Jika melalui pengamatan foton-foton yang lebih energitik, HEGRA tidak pernah mendeteksi pasangan elektron-antielektron yang diharapkan, maka ini seharusnya akan memberikan dukungan yang lebih jauh terhadap hipotesis baru yang dikemukakan oleh Nanopoulos beserta kolaboratornya ini.
“Kecepatan cahaya yang bergantung frekuensi mengubah secara drastis pandangan kita terhadap teori relativitas”, Kata Nanopoulos. “Ini juga berarti bahwa untuk pertama kalinya kita memiliki sebuah jendela kemungkinan untuk mempelajari kuantum gravitasi, dan selanjutnya berarti terbukanya studi ilmiah tentang asal-usul semesta ini. Sangat menakjubkan bahwa kami dapat memperbesar secara eksperimental efek yang sedemikian kecil ini.”

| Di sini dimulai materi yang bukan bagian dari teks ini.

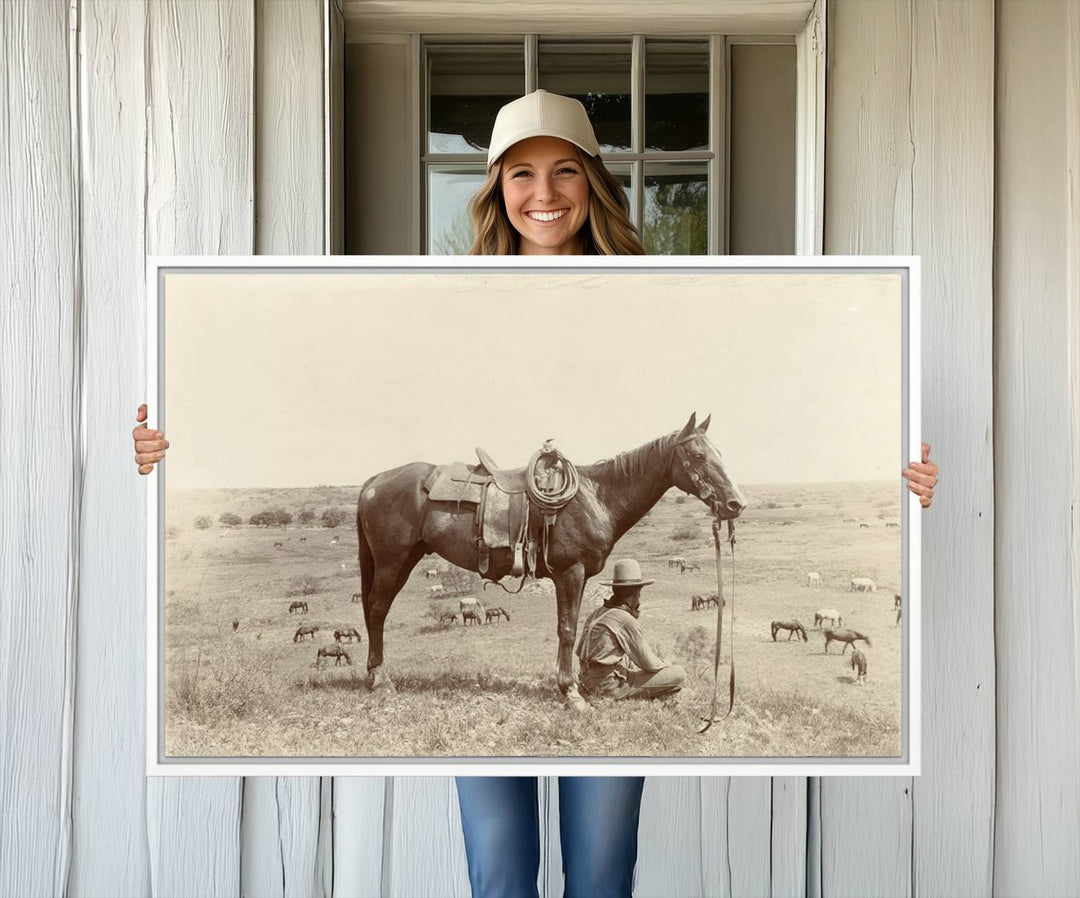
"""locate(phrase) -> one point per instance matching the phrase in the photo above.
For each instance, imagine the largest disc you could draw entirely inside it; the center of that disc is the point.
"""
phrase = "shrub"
(335, 517)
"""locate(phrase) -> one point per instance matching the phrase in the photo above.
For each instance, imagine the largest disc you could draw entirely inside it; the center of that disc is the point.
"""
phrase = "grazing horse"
(333, 652)
(496, 613)
(859, 664)
(346, 633)
(847, 637)
(397, 524)
(793, 627)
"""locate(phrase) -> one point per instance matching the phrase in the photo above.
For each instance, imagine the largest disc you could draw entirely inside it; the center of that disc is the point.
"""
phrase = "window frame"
(810, 118)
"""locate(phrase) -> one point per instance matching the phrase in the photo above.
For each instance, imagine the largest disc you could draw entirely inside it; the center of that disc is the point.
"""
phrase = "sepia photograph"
(473, 513)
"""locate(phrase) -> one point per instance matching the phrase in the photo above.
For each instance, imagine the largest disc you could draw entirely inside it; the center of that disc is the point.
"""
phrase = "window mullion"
(531, 63)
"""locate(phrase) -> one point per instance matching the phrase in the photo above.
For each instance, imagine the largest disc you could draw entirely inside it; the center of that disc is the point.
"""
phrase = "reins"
(719, 622)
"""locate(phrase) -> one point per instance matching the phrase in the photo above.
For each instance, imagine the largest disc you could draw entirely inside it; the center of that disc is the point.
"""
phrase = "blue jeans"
(597, 827)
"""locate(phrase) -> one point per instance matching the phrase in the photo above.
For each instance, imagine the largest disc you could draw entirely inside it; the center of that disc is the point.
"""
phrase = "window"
(662, 109)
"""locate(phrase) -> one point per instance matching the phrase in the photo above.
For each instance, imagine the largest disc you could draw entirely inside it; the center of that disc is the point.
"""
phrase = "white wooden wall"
(159, 126)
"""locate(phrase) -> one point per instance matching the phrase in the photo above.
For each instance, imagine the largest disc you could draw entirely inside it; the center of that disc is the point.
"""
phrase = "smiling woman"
(548, 192)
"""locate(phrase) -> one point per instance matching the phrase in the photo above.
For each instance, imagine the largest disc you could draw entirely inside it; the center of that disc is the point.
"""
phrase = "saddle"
(515, 508)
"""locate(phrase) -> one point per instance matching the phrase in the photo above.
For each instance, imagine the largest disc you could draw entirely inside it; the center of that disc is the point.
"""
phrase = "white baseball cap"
(541, 114)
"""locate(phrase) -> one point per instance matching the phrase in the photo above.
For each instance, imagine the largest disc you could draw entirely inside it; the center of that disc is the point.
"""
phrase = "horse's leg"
(569, 586)
(388, 582)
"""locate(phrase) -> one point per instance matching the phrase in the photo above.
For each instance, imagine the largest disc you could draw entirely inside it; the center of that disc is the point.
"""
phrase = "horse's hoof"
(578, 706)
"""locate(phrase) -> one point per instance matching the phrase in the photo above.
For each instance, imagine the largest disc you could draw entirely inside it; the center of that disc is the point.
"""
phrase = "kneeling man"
(616, 658)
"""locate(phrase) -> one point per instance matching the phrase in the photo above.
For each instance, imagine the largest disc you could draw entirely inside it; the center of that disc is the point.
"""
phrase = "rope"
(719, 624)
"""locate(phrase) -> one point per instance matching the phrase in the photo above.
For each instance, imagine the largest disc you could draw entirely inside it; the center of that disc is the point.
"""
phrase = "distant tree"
(335, 517)
(262, 519)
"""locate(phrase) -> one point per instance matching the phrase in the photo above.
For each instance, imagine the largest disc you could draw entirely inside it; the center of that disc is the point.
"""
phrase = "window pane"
(467, 84)
(597, 74)
(676, 209)
(449, 189)
(676, 95)
(622, 174)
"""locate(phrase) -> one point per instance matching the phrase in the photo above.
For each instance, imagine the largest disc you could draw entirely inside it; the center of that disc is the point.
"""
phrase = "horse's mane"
(632, 464)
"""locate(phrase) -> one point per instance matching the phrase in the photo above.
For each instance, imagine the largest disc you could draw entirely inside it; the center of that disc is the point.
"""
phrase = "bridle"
(706, 493)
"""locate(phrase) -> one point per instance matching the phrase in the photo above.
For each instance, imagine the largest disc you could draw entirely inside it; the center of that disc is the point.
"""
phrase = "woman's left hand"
(922, 477)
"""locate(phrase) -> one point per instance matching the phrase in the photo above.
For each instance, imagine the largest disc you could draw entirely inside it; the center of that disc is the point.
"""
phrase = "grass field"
(490, 691)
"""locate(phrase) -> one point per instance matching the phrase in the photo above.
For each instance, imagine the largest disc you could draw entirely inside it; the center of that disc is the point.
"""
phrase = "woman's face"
(547, 195)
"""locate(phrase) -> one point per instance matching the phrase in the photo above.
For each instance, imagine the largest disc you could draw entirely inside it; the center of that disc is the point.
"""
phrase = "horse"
(397, 524)
(346, 633)
(847, 637)
(859, 665)
(793, 627)
(333, 652)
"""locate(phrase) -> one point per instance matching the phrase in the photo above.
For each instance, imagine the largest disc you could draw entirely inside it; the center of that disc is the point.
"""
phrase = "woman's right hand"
(150, 445)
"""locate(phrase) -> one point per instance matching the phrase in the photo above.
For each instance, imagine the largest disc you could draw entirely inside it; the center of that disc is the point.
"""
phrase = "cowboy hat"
(628, 572)
(541, 114)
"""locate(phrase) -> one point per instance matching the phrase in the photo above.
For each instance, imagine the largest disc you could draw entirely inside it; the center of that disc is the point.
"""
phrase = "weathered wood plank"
(288, 128)
(199, 200)
(1037, 450)
(909, 151)
(868, 171)
(953, 231)
(40, 436)
(359, 845)
(670, 838)
(110, 854)
(427, 847)
(788, 845)
(281, 822)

Nanopoulos selanjutnya mengatakan bahwa jika kecepatan cahaya yang bergantung frekuensi dikonfirmasi lebih jauh oleh eksperimen-eksperimen lainnya, maka teori relativitas masih tetap akan valid di bawah kondisi-kondisi tertentu.
“Tidak ada yang salah dari teori relativitas Einstein. Jika energi sebuah benda jauh lebih kecil dari 1019 massa foton atau jika jarak antara dua buah benda lebih kecil daripada jutaan tahun cahaya, persamaan Einstein masih valid.” Katanya.